POUR CES MOTIFS, LE TRIBUNAL :

[37]   DIMINUE le loyer d’une somme finale et globale de 3 000 $ pour la période allant du 1er mai 2018 au 29 août 2020;

Et, en conséquence :

[38]   CONDAMNE la locatrice à payer au locataire la somme de 3 000 $ à titre de diminution de loyer finale et globale du 1er mai 2018 au 29 août 2020;

[39]   CONDAMNE la locatrice à payer au locataire une somme additionnelle de 300 $, avec les intérêts et l’indemnité additionnelle prévue à l’article 1619 du Code civil du Québec, à compter du 1er mai 2018;

[40]   REJETTE la demande quant aux autres conclusions.

 

 

 

 

 

 

 

 

Isabelle Hébert

 

Présence(s) :

le locataire

Me Audrey Lanctôt, avocate de la locatrice

Date de l’audience :  

19 octobre 2020

 

 

 


 



[1] Demande amendée verbalement à l’audience.

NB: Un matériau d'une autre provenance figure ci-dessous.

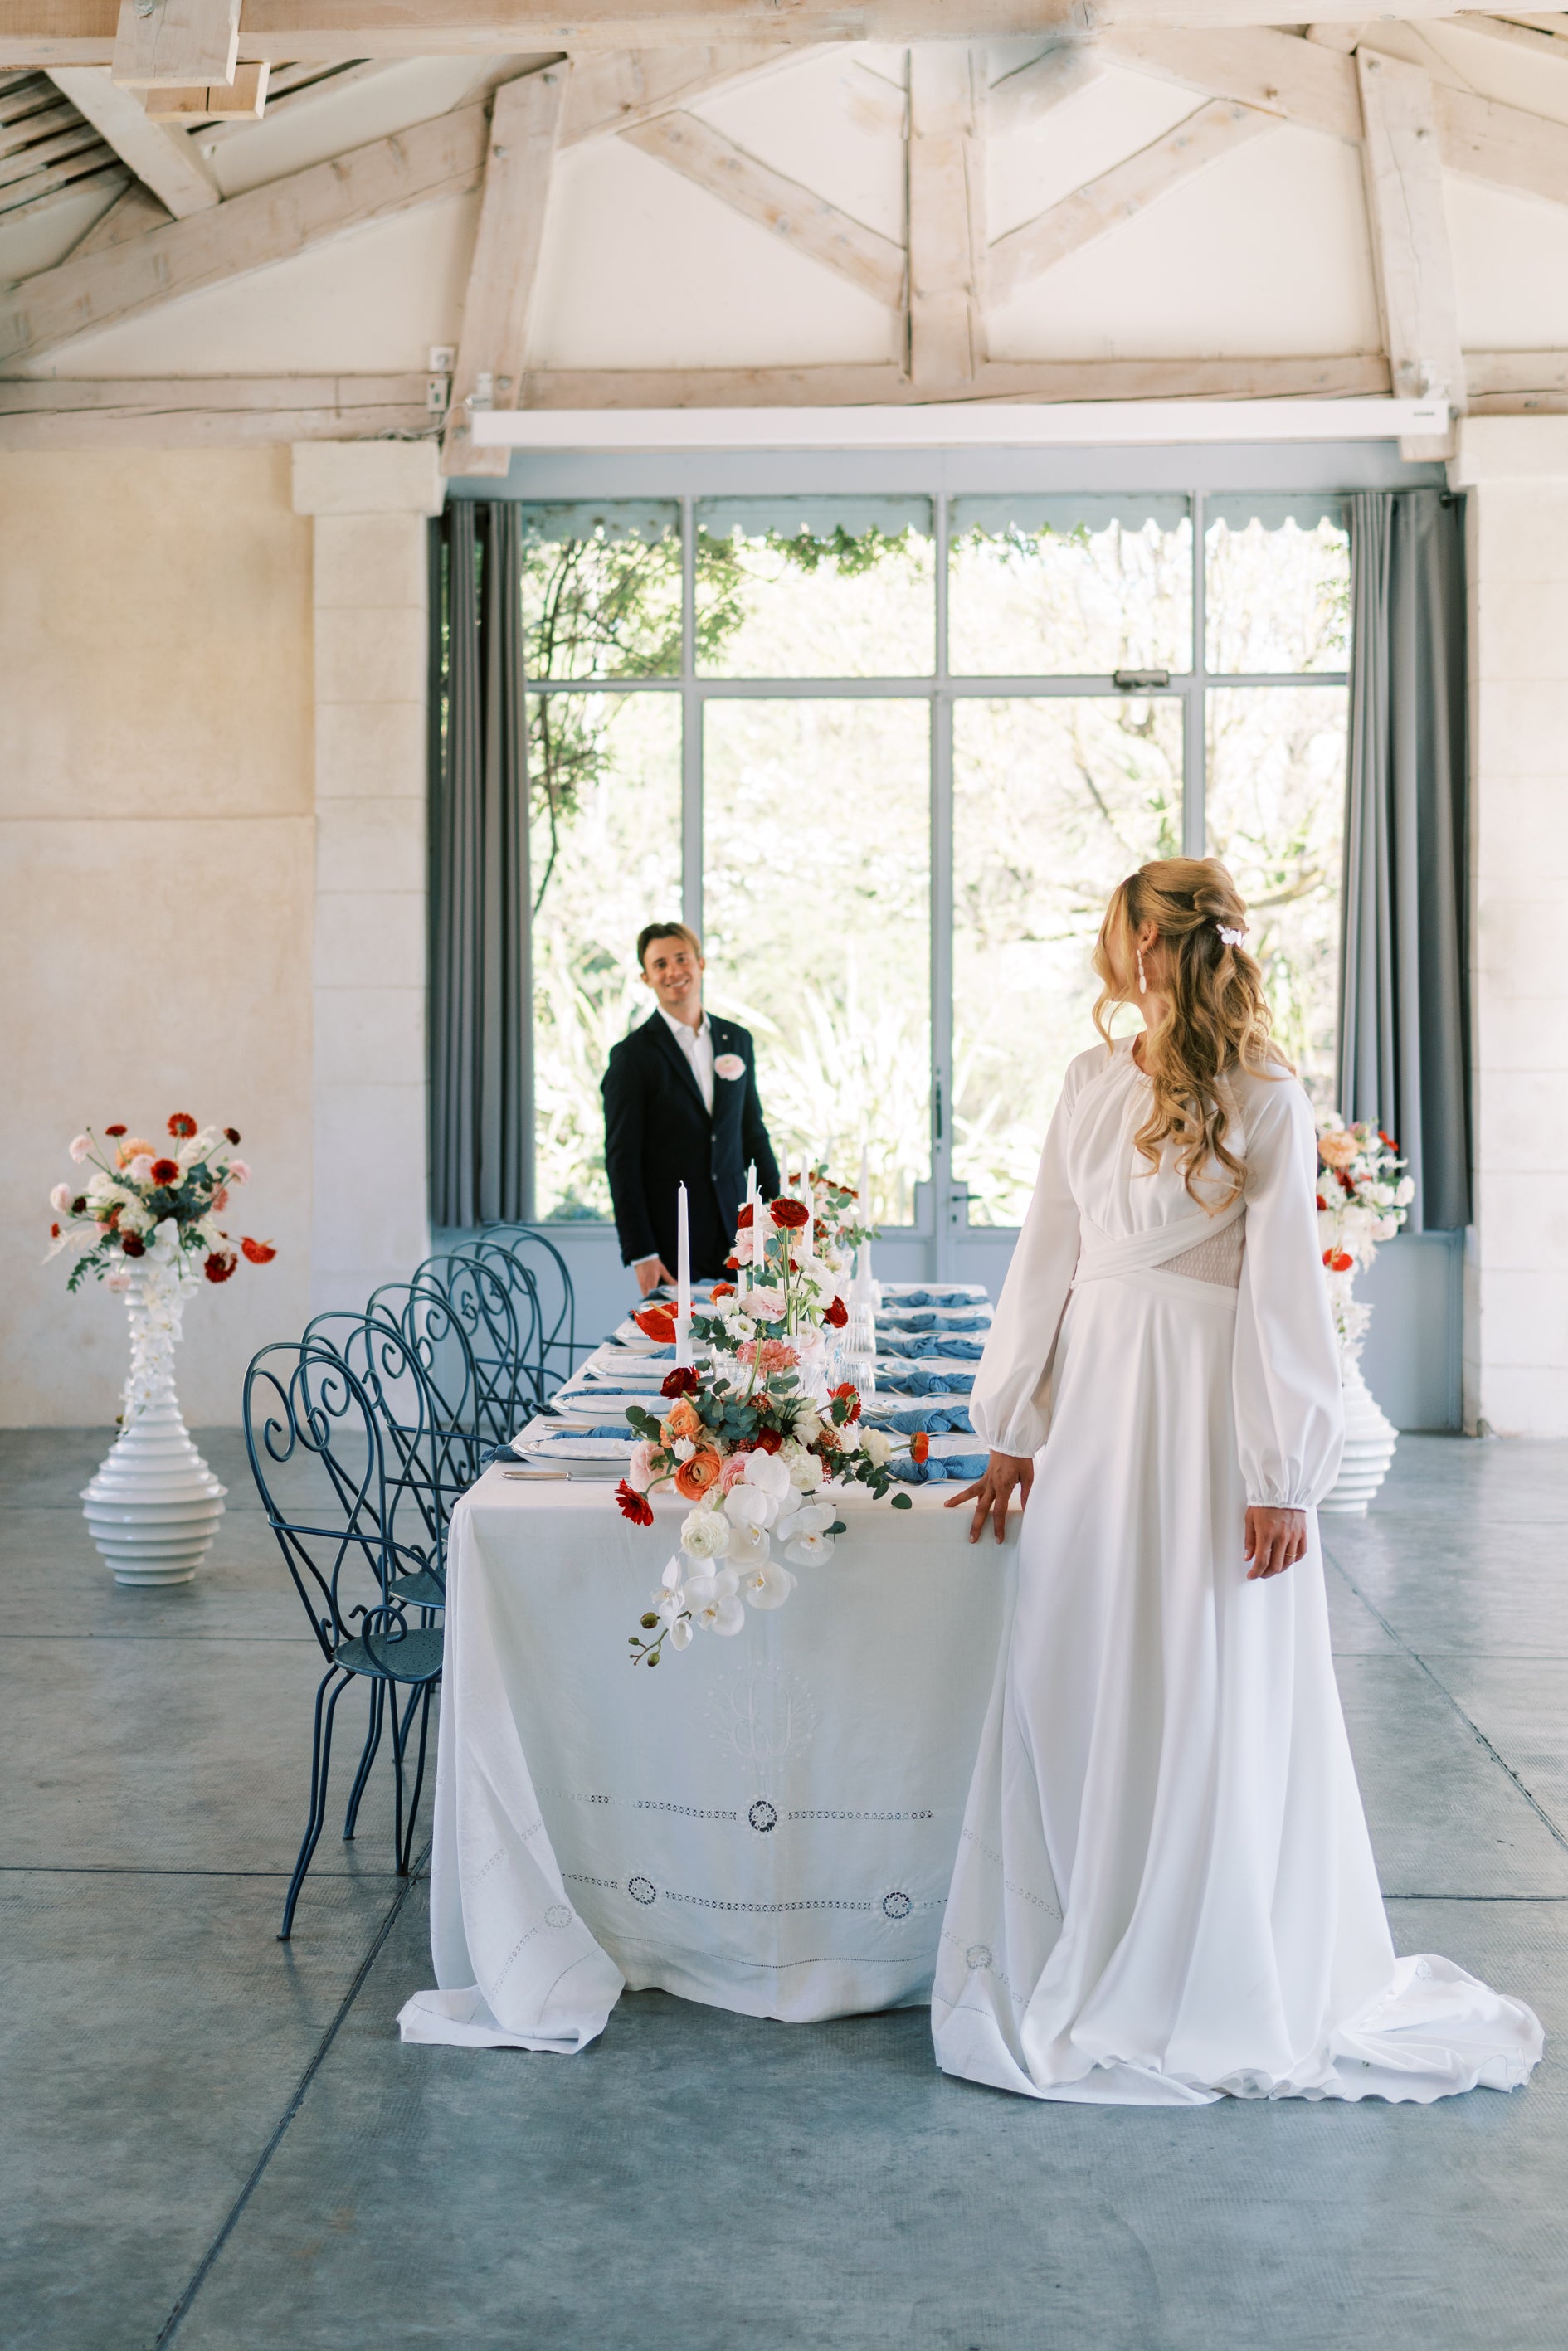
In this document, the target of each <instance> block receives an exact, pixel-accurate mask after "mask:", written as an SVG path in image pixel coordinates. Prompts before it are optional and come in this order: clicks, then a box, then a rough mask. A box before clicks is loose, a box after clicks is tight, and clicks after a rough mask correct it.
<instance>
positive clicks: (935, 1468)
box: [889, 1453, 987, 1486]
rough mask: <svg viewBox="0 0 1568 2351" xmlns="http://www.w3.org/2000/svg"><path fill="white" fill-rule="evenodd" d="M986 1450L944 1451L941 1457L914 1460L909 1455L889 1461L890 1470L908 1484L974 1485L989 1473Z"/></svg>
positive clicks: (920, 1485) (939, 1484)
mask: <svg viewBox="0 0 1568 2351" xmlns="http://www.w3.org/2000/svg"><path fill="white" fill-rule="evenodd" d="M985 1462H987V1455H985V1453H943V1458H940V1460H936V1458H931V1460H929V1462H912V1460H907V1458H905V1455H900V1458H898V1460H891V1462H889V1472H891V1474H893V1476H896V1479H900V1483H905V1486H973V1481H976V1479H978V1476H985Z"/></svg>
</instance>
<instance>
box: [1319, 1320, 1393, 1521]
mask: <svg viewBox="0 0 1568 2351" xmlns="http://www.w3.org/2000/svg"><path fill="white" fill-rule="evenodd" d="M1352 1279H1354V1274H1333V1277H1331V1284H1328V1288H1331V1302H1333V1321H1335V1333H1338V1338H1340V1392H1342V1399H1345V1451H1342V1453H1340V1474H1338V1479H1335V1481H1333V1493H1331V1495H1328V1500H1324V1502H1319V1509H1321V1512H1331V1514H1333V1516H1340V1519H1363V1516H1366V1505H1368V1502H1371V1500H1373V1495H1375V1493H1378V1488H1380V1486H1382V1481H1385V1476H1387V1474H1389V1462H1392V1460H1394V1446H1396V1444H1399V1429H1396V1427H1394V1422H1392V1420H1389V1418H1387V1413H1385V1411H1380V1406H1378V1399H1375V1396H1373V1392H1371V1387H1368V1385H1366V1380H1363V1378H1361V1340H1363V1338H1366V1326H1368V1321H1371V1314H1373V1310H1371V1307H1368V1305H1363V1302H1361V1300H1356V1298H1352V1293H1349V1284H1352Z"/></svg>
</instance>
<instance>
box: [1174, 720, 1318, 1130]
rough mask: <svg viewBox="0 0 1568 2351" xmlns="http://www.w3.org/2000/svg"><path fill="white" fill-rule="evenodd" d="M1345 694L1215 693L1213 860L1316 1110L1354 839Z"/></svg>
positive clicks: (1280, 1024)
mask: <svg viewBox="0 0 1568 2351" xmlns="http://www.w3.org/2000/svg"><path fill="white" fill-rule="evenodd" d="M1347 712H1349V696H1347V691H1345V686H1215V689H1211V691H1208V799H1206V825H1208V853H1211V856H1215V858H1220V860H1222V863H1225V865H1227V868H1229V872H1232V875H1234V879H1237V886H1239V891H1241V896H1244V898H1246V919H1248V926H1251V929H1248V940H1246V945H1248V947H1251V952H1253V955H1255V957H1258V962H1260V964H1262V978H1265V987H1267V994H1269V1004H1272V1009H1274V1034H1276V1037H1279V1044H1281V1049H1284V1053H1286V1058H1288V1060H1293V1063H1295V1067H1298V1072H1300V1077H1302V1084H1305V1086H1307V1093H1309V1096H1312V1098H1314V1103H1319V1107H1324V1110H1326V1107H1331V1103H1333V1032H1335V1011H1338V985H1340V842H1342V830H1345V729H1347Z"/></svg>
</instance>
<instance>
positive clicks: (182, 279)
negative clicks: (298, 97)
mask: <svg viewBox="0 0 1568 2351" xmlns="http://www.w3.org/2000/svg"><path fill="white" fill-rule="evenodd" d="M487 136H489V108H487V106H463V108H458V110H456V113H449V115H437V118H435V120H433V122H414V125H411V127H409V129H404V132H397V134H395V136H393V139H374V141H369V146H362V148H353V153H348V155H334V158H331V160H329V162H317V165H310V167H308V169H303V172H292V174H289V176H287V179H275V181H270V183H268V186H263V188H252V190H249V193H244V195H230V197H228V202H226V205H214V207H212V209H209V212H197V214H193V216H190V219H183V221H169V226H167V228H153V230H148V235H143V237H134V240H127V242H125V245H115V247H110V249H108V252H94V254H85V256H73V259H71V261H61V263H59V268H52V270H40V273H38V275H35V277H24V280H21V284H19V287H14V289H12V292H9V296H7V299H5V301H0V364H7V362H16V360H35V357H40V355H42V353H45V350H54V348H56V346H59V343H68V341H71V339H73V336H78V334H89V331H92V329H96V327H115V324H120V322H122V320H129V317H143V315H146V313H148V310H158V308H162V303H169V301H179V296H181V294H197V292H200V289H202V287H214V284H228V282H233V280H235V277H247V275H249V273H252V270H263V268H270V263H275V261H289V259H292V256H294V254H303V252H308V249H310V247H315V245H322V242H327V240H329V237H341V235H343V233H346V230H350V228H360V226H362V223H364V221H383V219H390V216H393V214H397V212H407V209H409V207H411V205H425V202H430V200H433V197H442V195H470V193H473V190H475V188H477V186H480V179H482V172H484V148H487Z"/></svg>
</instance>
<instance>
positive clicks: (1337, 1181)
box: [1316, 1117, 1415, 1519]
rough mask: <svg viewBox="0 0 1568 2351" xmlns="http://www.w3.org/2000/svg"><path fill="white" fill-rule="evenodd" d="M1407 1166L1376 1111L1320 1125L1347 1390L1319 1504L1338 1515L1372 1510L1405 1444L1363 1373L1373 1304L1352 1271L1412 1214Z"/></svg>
mask: <svg viewBox="0 0 1568 2351" xmlns="http://www.w3.org/2000/svg"><path fill="white" fill-rule="evenodd" d="M1401 1168H1403V1159H1401V1157H1399V1150H1396V1145H1394V1138H1392V1136H1385V1133H1382V1128H1380V1126H1373V1121H1371V1119H1361V1121H1359V1124H1354V1126H1345V1124H1340V1119H1338V1117H1331V1119H1326V1121H1324V1124H1321V1126H1319V1138H1316V1223H1319V1241H1321V1244H1324V1272H1326V1274H1328V1310H1331V1314H1333V1333H1335V1340H1338V1345H1340V1387H1342V1392H1345V1453H1342V1455H1340V1474H1338V1479H1335V1486H1333V1493H1331V1495H1328V1498H1326V1500H1324V1502H1321V1505H1319V1507H1321V1509H1326V1512H1335V1514H1338V1516H1356V1519H1363V1516H1366V1505H1368V1502H1371V1498H1373V1495H1375V1493H1378V1488H1380V1486H1382V1481H1385V1476H1387V1474H1389V1462H1392V1460H1394V1446H1396V1444H1399V1432H1396V1427H1394V1422H1392V1420H1389V1418H1387V1415H1385V1413H1382V1411H1380V1408H1378V1404H1375V1399H1373V1394H1371V1389H1368V1385H1366V1380H1363V1375H1361V1345H1363V1340H1366V1326H1368V1324H1371V1319H1373V1310H1371V1307H1368V1305H1366V1300H1361V1298H1356V1295H1354V1279H1356V1267H1359V1265H1371V1262H1373V1258H1375V1255H1378V1244H1380V1241H1392V1239H1394V1234H1396V1232H1399V1227H1401V1225H1403V1220H1406V1208H1408V1204H1410V1199H1413V1197H1415V1185H1413V1183H1410V1178H1408V1176H1401Z"/></svg>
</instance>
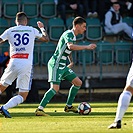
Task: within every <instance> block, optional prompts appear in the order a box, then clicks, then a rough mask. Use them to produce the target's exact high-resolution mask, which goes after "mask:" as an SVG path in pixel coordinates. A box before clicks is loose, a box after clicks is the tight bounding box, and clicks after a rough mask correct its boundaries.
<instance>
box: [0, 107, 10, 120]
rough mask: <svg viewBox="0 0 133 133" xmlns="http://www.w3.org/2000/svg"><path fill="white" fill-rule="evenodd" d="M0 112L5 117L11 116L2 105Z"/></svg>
mask: <svg viewBox="0 0 133 133" xmlns="http://www.w3.org/2000/svg"><path fill="white" fill-rule="evenodd" d="M0 113H1V114H2V115H4V116H5V118H11V115H10V113H9V112H8V111H7V110H5V109H4V108H3V106H1V107H0Z"/></svg>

[2] Art. 2803 et 2804 C.c.Q.

[3] Art. 1910, 1854 et 1864 C.c.Q.

[4] Art. 1863 C.c.Q.

[5] Denis Lamy, La diminution de loyer, Wilson & Lafleur Ltée, 2004, p. 29-30.

[6] 2020 QCTAL 1852.

[7] Art. 1854 et 1910 C.c.Q.

[8] Précité note 6, p. 19 et ss.

[9] Mirza c. Chowdhury, 2013 QCRDL 38512.